At a high level, ScanCode detects more licenses and copyrights than licensecheck does, reporting more details about the matches. It is likely slower.
In more details: ScanCode is a Python app using a data-driven approach (as opposed to carefully crafted regex like licensecheck uses):
for license scan, the detection is based on a (large) number of license full texts (~2100) and license notices, mentions and variants (~32,000) and is data- driven as opposed to regex-driven. It detects and reports exactly where license text is found in a file. Just throw in more license texts to improve the detection.
for copyright scan, the approach is natural language parsing grammar; it has a few thousand tests.

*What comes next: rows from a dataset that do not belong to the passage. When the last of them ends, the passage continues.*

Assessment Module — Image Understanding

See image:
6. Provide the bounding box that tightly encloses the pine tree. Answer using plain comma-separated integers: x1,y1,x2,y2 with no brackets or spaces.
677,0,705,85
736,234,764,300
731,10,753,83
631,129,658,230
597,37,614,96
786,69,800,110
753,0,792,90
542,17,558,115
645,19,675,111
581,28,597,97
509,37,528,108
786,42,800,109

licenses and copyrights are detected in texts and binaries
licenses and copyrights are also detected in structured package manifests
Licensecheck (available here for reference: https://metacpan.org/pod/App::Licensecheck ) is a Perl script using hand- crafted regex patterns to find typical copyright statements and about 50 common licenses. There are about 50 license detection tests.

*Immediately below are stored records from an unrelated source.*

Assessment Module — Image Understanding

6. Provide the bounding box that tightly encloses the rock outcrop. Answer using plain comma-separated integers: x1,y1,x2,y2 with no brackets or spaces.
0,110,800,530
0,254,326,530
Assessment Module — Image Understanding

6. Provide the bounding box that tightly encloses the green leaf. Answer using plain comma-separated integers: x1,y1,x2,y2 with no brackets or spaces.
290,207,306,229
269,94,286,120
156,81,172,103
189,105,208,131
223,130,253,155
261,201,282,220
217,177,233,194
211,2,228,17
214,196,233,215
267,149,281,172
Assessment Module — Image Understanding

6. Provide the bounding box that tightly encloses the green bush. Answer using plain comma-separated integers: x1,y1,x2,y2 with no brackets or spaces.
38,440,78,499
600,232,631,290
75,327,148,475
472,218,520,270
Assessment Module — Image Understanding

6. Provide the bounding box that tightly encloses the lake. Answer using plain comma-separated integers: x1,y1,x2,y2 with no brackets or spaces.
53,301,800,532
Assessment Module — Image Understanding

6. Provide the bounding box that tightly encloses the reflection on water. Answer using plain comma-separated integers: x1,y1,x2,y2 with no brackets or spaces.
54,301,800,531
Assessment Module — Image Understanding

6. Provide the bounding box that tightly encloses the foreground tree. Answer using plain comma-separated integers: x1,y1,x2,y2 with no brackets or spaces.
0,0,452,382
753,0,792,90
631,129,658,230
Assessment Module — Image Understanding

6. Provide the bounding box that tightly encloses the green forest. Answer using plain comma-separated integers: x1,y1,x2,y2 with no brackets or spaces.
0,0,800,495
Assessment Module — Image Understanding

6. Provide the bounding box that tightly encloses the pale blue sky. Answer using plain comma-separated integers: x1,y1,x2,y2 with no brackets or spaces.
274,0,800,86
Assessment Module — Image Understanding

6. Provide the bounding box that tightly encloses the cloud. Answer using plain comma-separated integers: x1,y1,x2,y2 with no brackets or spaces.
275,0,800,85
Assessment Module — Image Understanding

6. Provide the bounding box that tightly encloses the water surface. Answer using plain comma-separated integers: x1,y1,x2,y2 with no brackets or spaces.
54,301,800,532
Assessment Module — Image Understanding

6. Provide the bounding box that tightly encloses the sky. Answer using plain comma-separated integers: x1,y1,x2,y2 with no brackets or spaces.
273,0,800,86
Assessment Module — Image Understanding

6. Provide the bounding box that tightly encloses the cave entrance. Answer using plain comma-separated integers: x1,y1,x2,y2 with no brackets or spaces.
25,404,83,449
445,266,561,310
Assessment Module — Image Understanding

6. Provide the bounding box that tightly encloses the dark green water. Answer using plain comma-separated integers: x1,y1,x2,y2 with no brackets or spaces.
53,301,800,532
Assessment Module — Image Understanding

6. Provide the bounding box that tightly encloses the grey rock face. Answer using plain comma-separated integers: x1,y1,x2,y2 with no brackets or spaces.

A quick test (in July 2015, before a major refactoring, but for this may still be still valid) shows several things that are not detected by licensecheck that are detected by ScanCode.
How can I integrate ScanCode in my application?
More specifically, does this tool provide an API which can be used by us for the integration with my system to trigger the license check and to use the result?
In terms of API, there are two stable entry points:
#. The JSON output when you use it as a command line tool from any language or when you call the scancode.cli.scancode function from a Python script.
#. Otherwise the scancode.cli.api module provides a simple function if you are only interested in calling a certain service on a given file (such as license detection or copyright detection)
Can I install ScanCode in a Unicode path?
Yes and this is fully supported and tested. See https://github.com/nexB/scancode-toolkit/issues/867 for a previous bug that was preventing this.
There was a bug in virtualenv https://github.com/pypa/virtualenv/issues/457 that is now fixed and has been extensively tested for ScanCode.
The line numbers for a copyright found in a binary are weird. What do they mean?
When scanning binaries, the line numbers are just a relative indication of where a detection was found: there is no such thing as lines in a binary. The numbers reported are based on the strings extracted from the binaries, typically broken as new lines with each NULL character.